Currently we kept the max_children to 300 and didn’t changed any other values. Please check and suggest the best values based on below screenshot.
The other values (pm.start_Servers, pm.min_spare_servers and pm.max_spare_servers) could be increased though, althouth you would still be facing the same issues.
And also we need to know that, is there any script / commands to restart the server automatically when we face the this kind of max_children and error establishing database (due to high spike) issues, i.e. 5XX errors?
It seems you have two different issues here:
- Error establishing database: Probably due to memory outage or CPU spikes.
- max_children limit reached (memory related)
Even though these issues may be mitigated by restarting the services when these issues occur, we don't recommend following this route as users would still find themselves unable to access the server during a short period of time.
Your server is definitely big, so we understand there are a lot of active users (you said 1.7K active users?). Therefore we would recommend the following:
1. Move the database to another instance
In Bitnami we offer Bitnami WordPress stack with MariaDB managed DB, in case you want to take a look at it, and uses Apache with mod-event + PHP-FPM instead of NGINX + PHP-FPM (both have similar performance).
Note that this solution does not include Let's Encrypt by default -but you can install it with this guide-.
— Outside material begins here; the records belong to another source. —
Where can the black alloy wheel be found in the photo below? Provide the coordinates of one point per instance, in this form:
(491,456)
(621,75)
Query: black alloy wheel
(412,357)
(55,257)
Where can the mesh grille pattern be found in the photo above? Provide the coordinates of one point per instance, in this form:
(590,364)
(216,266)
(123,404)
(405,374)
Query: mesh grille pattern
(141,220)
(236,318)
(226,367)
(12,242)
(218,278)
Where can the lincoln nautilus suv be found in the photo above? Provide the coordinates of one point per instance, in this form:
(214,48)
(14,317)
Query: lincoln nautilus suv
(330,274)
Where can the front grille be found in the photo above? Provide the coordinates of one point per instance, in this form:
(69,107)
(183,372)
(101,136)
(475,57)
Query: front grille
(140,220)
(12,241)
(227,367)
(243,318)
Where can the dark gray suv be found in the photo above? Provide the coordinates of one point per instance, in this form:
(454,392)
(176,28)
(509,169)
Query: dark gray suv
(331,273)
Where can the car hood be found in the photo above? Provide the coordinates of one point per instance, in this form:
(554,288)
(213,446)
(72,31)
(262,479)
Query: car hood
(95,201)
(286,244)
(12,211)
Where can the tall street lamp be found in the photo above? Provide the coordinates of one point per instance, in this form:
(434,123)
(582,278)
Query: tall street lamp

If you prefer maintaining the current installation, you can move the database to a new server: Either with MySQL or MariaDB stack instances, or using Azure's Managed DB service.
2. Move assets to a CDN
We see your site have a lots of asset. We ran a webpagetest.org test and got these results: https://www.webpagetest.org/result/190122_5C_af4ac031d145af1e1c586c318792ee20/2/details/#waterfall_view_step1
There are a lot of assets being loaded through Apache. If you move these assets to a CDN you may be able to improve the performance of your site.
3. Inspect MySQL performance issues
It might be happening that your PHP-FPM issues are due to a bottleneck in the MySQL requests, if these are too slow, causing lot of users to end up being active at the same time.
You may want to check just in case, either by executing "SHOW STATUS" inside the MySQL CLI or running this command:
sudo mysqladmin status -u root -p
4. Enable cache
You might already have done this, it would be interesting to make sure static assets are being cached.
Especially it would be useful for you to take a look at the W3 Total Cache plugin settings -we have a small guide for optimizing WordPress here-.